Further evolution in PROMs is still needed so that they focus as much on practical, feasible and clinically actionable content as on the psychometrically validated content emphasised to date. Development and testing of feasible software, platforms and electronic health records needs to be developed to support PROMs as a routine feature of both clinical care and evaluative research. Training of staff to strengthen understanding of PROMs and interpreting will be essential. Most outstanding of all will be the need to establish benefits to patients. There is much speculation about PROMs supporting and informing patients’ choice of health-care options, health and consulting behaviour and self-management, but there are very few studies to demonstrate such benefits.
Introduction
Health services are under constant pressure to be more patient centred and positively valued by patients and the public. Evaluative research reflects that pressure by increasingly assessing outcomes as perceived by patients. Patient-reported outcome measures (PROMs) are a diverse array of questionnaires and related techniques intended to obtain patients’ own views of their health status and benefits experienced from receiving health services.
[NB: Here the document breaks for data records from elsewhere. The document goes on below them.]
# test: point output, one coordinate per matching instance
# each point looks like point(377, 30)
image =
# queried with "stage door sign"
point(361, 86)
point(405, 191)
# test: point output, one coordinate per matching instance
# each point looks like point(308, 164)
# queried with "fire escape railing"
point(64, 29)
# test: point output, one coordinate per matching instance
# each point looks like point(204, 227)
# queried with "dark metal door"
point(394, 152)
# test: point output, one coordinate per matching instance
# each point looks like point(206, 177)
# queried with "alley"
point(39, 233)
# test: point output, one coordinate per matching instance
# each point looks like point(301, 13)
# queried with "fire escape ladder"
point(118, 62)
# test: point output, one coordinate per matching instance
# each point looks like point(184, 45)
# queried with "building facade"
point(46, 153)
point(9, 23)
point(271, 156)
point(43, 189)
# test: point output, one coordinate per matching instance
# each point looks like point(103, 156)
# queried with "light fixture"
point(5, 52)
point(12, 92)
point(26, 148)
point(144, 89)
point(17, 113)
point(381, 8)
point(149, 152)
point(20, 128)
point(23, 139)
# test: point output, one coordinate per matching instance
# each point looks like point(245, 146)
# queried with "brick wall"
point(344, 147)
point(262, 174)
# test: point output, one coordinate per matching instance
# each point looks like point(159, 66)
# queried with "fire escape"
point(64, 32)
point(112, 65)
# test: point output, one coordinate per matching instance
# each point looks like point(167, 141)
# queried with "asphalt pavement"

Because of their focus on accurately capturing the patient’s perspective on outcomes, they have been seen for some time as having enormous and distinctive potential to transform the assessment of the performance of services.1 A recent overview described measures of health status
(effectively PROMs) as ‘. . . the most important scientific development in the last 50 years in the field of health services research’.2 This essay provides an overview of the progress that has been made in the
measurement of patients’ views of health status and outcomes, and identifies some of the key challenges to be faced in their further use to evaluate services.